La Svizzera volta pagina

salvadanaio-svizzera-corbis-258Il tavolo con la Svizzera ripartirà: il negoziato tecnico con l’Italia per il rientro dei capitali esportati all’estero deve, infatti, chiudersi entro il 2015. A imprimere un’accelerazione è stata la decisione della Svizzera di firmare la Convenzione dell’Ocse e del Consiglio d’Europa sulla reciproca assistenza fiscale.

Non solo. Il contrasto all’evasione è stato stimolato dall’Ocse e sempre più suggerito dalle banche estere da quando il Gafi, il dipartimento del G7 che si occupa di lotta al riciclaggio, ha equiparato i reati tributari (ovunque commessi) fra quelli considerati causa di riciclaggio. In questo contesto, da un lato, assisteremo a un significativo incremento di accordi sullo scambio di informazioni e di norme sulla trasparenza ed è prevedibile che diventi sempre più difficile custodire in paradisi fiscali attività non dichiarate. In Svizzera, da tempo, la pressione è fortissima. Molti operatori, in particolare le banche di una certa dimensione e con un brand da difendere, vogliono che si arrivi all’accordo. Nel 2011 il governo Monti fu a un passo da un accordo fiscale bilaterale con la Svizzera. Poi tutto sfumò perché la Germania rinunciò, e l’Italia si fermò con essa.

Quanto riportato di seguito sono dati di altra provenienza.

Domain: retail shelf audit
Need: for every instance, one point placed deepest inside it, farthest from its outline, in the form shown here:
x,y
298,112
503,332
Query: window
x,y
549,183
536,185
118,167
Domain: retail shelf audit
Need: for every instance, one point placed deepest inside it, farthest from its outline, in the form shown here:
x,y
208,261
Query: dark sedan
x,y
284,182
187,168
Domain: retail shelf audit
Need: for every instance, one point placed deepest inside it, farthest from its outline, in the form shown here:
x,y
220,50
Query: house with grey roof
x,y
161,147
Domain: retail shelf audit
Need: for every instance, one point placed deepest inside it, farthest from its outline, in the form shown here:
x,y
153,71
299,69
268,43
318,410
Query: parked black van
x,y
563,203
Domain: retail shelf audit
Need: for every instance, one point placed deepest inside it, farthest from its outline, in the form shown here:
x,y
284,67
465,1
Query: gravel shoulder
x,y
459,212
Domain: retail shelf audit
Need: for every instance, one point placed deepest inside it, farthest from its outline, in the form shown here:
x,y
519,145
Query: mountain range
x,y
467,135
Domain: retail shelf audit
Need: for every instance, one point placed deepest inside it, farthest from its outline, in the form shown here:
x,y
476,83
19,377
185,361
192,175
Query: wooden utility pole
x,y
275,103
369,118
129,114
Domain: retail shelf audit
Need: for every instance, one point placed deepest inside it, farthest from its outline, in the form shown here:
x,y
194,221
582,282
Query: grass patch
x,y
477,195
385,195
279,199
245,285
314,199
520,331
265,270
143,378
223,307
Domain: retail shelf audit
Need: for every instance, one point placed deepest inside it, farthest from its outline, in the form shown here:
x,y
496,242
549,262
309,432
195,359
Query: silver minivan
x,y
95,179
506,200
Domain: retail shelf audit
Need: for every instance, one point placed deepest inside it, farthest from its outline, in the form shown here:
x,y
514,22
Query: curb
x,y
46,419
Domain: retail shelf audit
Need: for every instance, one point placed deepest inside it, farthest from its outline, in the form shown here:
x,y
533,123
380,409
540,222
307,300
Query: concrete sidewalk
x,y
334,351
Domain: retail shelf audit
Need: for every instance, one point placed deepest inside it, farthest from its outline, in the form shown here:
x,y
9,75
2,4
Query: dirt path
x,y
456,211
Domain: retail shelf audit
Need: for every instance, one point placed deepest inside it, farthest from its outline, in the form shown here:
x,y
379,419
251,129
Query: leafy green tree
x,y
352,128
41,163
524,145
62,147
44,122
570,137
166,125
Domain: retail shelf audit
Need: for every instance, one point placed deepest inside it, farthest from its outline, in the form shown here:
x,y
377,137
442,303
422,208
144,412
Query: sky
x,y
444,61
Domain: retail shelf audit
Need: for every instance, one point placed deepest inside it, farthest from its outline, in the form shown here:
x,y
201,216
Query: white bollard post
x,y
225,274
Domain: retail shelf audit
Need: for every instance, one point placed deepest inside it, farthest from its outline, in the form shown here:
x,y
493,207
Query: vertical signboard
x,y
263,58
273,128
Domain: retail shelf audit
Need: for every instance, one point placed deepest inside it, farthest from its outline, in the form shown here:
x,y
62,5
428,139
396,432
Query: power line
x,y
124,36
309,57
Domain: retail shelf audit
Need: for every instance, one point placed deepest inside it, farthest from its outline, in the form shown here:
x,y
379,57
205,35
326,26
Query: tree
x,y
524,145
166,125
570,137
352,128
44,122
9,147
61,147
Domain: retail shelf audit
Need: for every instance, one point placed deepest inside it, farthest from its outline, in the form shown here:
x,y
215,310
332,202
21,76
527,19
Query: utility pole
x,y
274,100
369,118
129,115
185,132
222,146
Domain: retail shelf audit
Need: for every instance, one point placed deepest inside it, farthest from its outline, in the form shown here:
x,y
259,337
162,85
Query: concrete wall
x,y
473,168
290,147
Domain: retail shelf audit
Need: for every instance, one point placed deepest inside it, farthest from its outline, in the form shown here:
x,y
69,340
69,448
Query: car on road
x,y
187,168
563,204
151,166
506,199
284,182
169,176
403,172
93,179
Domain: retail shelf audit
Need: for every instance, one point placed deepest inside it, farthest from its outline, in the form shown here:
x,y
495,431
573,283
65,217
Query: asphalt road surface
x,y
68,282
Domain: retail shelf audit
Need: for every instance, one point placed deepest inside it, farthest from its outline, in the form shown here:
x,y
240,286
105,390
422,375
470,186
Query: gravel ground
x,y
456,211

Successivamente c’è stato un invito europeo a non sottoscrivere più accordi bilaterali tra singoli Stati e la Svizzera, ma di far rientrare queste procedure in un quadro continentale. La Germania ha avviato nel 2013 la propria voluntary disclosure, con copertura penale per l’autodenuncia, e ha già incassato 2-3 miliardi di imposte. Anche Belgio e Francia hanno iniziato piani di richiamo del denaro depositato all’estero. «È importante che pure in Italia si proceda con una totale depenalizzazione, altrimenti i veri capitali derivanti da evasione non emergeranno» ricorda da Lugano un banchiere che preferisce mantenere l’anonimato.

La pressione che c’è in Svizzera ovviamente si riflette sull’industria del private banking dove da tempo è avvenuta una certa metamorfosi. La Svizzera, se a livello generale viene sempre più percepita come Paese stabile, con una scarsa burocrazia e un sistema efficiente, nell’ambito del private banking ha perso smalto rispetto al ruolo svolto in passato. Al contrario hanno guadagnato posizioni altre piazze finanziarie come Hong Kong, Lussemburgo, Gran Bretagna, Singapore e Stati Uniti che attraggono molte più risorse di un tempo.

Secondo una stima di Deloitte solo tra il 2011 e il 2012 in termini di miliardi di dollari la Svizzera ne ha persi il 7% contro un aumento ad Honk Kong del 15%, di Singapore dell’8%, degli Usa del 22% e della Gran Bretagna del 5 per cento. «Negli ultimi 20 anni il numero di operatori finanziari in Svizzera si è quasi dimezzato (una riduzione del 40% dal 1992 al 2012) – ricorda Marco Silvani, direttore generale di Lemanik Sa – sono numerose le operazioni M&A che si sono succedute negli anni. Oltre 10 solo tra il 2013 e il 2014. Oggi l’esigenza primaria è uscire dalla black list e per molte banche essere qualificate come specialiste. Quindi, gestire il cliente in una logica allargata che vada oltre la mera gestione del patrimonio, ma con un approccio a 360° in cui la banca è vicina al cliente per risolvere le sue necessità (da quelle societarie a quelle successorie) di breve e lungo periodo».

Come spiega l’esperto, il ridimensionamento degli operatori, tuttavia, non ha fatto venir meno la frammentazione del mercato. In Svizzera ci sono ben 267 operatori (89% del mercato) che hanno patrimoni sotto i 10 miliardi di franchi, 20 tra i 10 e gli 80 miliardi e solo due banche (Ubs e Credit Suisse) con una dimensione molto superiore. Se il quadro della vigilanza è cambiato, proprio alcuni piccolissimi intermediari continuano ad avere libertà di manovra. Magari il vento delle riforme spirerà anche in questa direzione.